Asst Prof Chotirmall is also using the organoids to identify key differences between the new coronavirus and its relative, SARS-CoV-1, the causative agent of severe acute respiratory syndrome (SARS) that emerged in 2003. Other aspects of his research include leveraging multi-omics approaches to investigate how viral infection changes genes on an individual cell level and to identify new diagnostic biomarkers for COVID-19. Asst Prof Chotirmall is now collaborating with Prof Stephan Schuster, Deputy Centre Director (Facilities & Capacities) and Research Director (Meta-’omics & Microbiomes) at the Singapore Centre for Environmental Life Sciences Engineering (SCELSE), to assess the impact of air quality on COVID-19 patients.
Examining air samples from a number of countries globally, the team found that pollution was associated with high case fatality rates. “Exposure to PM2.5 particulate matter is known in animal models to upregulate ACE-2 receptor expression in the airways. Populations that are primed by exposure to PM2.5 will have higher numbers of ACE-2 in the airways and be more susceptible to the virus and severe outcomes,” says Asst Prof Chotirmall.
Another reason for the poorer health outcomes, he adds, is that polluted environments tend to be dominated by harmful bacteria. COVID-19 patients from such areas therefore not only have increased ACE-2 receptor expression, but are also potentially more susceptible to secondary bacterial or even co-infection. These findings, in the process of being published, could be of enormous interest especially to those living in countries with the poorest air quality.
Filling in the gaps
Amid the global focus on COVID-19, there’s an understandable worry that it could result in research on other pressing health concerns being neglected. Assoc Prof Yap, however, believes otherwise.
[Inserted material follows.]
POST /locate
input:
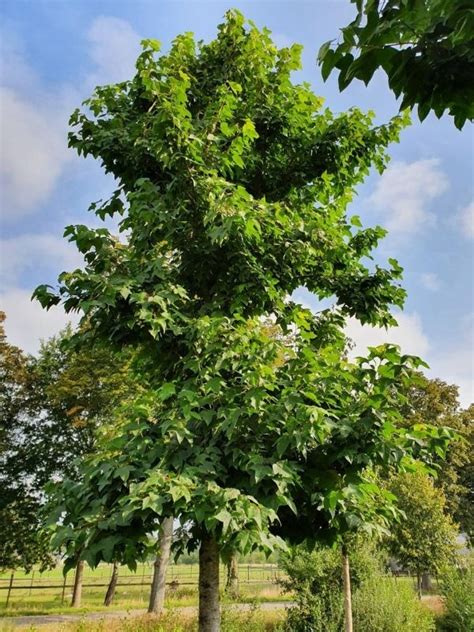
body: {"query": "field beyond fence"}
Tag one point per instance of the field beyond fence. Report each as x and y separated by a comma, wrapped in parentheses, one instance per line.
(51, 592)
“Some people may see this as a distraction, that it’s now taking money and time and attention away from other important diseases like cancers and chronic diseases,” he explains. “But I’d say, conversely, a disease like this helps us to identify gaps in technology. In filling those gaps, we would actually be improving the way science is practised.”
COVID-19 may be a trial by fire for scientists and clinicians around the globe, but with LKCMedicine’s dedicated researchers working together on new innovative technologies to quell the outbreak, there’s no question that NTU’s medical school—and Singapore as a whole—will emerge better positioned to face future viral threats.